I used to get hung up on this native vs web thing. But when it comes down to it, it's just one renderer or another unless you're actually drawing the controls yourself pixel by pixel. The sticking point is following the system style / theme. But all the popular desktop OSs seem to have deviated on this so much themselves I'm not sure how important this is.
yea there's so many ways through this now. golang and wails is great, rust and tauri is great. both seem to not feel like the slug that is electron because they just use whatever os native web view your os has.
for the dedicated more native stuff dioxus is kinda cool if you don't want a web stack in the mix.

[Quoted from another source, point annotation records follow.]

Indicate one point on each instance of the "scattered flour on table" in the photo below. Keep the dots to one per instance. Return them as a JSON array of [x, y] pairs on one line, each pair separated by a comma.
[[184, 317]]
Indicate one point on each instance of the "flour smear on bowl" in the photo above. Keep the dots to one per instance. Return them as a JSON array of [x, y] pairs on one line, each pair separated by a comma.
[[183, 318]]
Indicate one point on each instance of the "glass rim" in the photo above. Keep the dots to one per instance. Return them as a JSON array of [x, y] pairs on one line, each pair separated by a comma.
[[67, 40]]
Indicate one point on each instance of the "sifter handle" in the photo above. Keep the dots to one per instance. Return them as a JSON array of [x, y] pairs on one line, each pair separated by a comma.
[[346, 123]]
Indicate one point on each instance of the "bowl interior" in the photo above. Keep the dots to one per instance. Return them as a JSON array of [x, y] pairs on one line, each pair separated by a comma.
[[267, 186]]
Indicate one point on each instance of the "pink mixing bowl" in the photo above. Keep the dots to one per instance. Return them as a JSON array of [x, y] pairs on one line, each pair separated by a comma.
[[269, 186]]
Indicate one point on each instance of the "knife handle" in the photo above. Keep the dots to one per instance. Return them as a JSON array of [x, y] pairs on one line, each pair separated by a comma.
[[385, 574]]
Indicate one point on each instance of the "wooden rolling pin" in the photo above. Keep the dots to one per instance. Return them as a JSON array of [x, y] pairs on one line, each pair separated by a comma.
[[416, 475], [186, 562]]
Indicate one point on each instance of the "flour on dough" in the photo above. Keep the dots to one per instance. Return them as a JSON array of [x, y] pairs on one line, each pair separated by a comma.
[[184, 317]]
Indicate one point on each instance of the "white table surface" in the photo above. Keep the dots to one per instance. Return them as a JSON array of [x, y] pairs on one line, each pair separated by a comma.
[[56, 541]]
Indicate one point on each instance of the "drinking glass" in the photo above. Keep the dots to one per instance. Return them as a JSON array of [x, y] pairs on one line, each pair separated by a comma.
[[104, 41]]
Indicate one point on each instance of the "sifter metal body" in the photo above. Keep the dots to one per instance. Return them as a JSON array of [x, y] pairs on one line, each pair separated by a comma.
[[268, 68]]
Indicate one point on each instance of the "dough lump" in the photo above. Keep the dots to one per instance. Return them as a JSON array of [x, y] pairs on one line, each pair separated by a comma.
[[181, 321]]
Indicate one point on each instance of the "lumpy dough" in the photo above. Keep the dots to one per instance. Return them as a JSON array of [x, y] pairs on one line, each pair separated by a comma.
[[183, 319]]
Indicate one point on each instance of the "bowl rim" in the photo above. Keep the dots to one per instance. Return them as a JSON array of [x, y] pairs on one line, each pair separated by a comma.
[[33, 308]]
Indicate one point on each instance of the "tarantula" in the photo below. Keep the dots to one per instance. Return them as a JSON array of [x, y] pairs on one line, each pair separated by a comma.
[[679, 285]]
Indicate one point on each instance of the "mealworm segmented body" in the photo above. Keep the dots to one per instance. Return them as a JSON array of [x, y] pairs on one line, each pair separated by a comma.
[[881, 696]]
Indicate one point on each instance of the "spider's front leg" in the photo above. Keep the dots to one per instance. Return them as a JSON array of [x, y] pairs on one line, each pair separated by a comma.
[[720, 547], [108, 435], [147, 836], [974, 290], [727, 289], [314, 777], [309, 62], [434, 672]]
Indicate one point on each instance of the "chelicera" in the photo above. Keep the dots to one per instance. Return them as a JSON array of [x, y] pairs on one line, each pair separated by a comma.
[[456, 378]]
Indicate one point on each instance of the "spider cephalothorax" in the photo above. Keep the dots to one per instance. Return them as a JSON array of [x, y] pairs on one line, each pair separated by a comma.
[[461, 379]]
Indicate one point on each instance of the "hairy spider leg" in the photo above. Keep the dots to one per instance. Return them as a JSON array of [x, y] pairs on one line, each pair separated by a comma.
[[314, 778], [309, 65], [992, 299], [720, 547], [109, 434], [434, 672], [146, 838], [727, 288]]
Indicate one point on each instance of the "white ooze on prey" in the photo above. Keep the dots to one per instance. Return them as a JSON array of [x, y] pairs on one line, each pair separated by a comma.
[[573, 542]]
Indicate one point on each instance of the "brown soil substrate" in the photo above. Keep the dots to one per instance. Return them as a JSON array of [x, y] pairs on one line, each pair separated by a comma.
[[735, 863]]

i'm enjoying golang and wails though paired with whatever front end i want, all apps i've made perform execellent on windows. bottom line = yeah i can't really think of a scenario where i personally would ever write an app for windows specifically.
i, like you, used to get hung up on native vs web framework. i'd encourage you to give it a go, possible you cede that mayhaps the native thing isn't as important as you thought.
The DOM is very ill-suited for most UI. Too complex and lots of missing features. It’s a whole bag of unneeded code and the resulting UI doesn’t fit anywhere.
The inconvenient truth here is also that following the system theme is an anti-feature for most apps. On the desktop, you want your app window to be recognizable at a glance, meaning the primary color should be the brand color, etc.
I currently have open Chrome, Spotify, Discord, Aseprite, and Zed. All of them look completely different, and that's actively helpful for me, the user.
It's nice to follow the system's light/dark setting, and obviously the behavior of basic UI controls should be unsurprising, but beyond that there's no point in "consistency".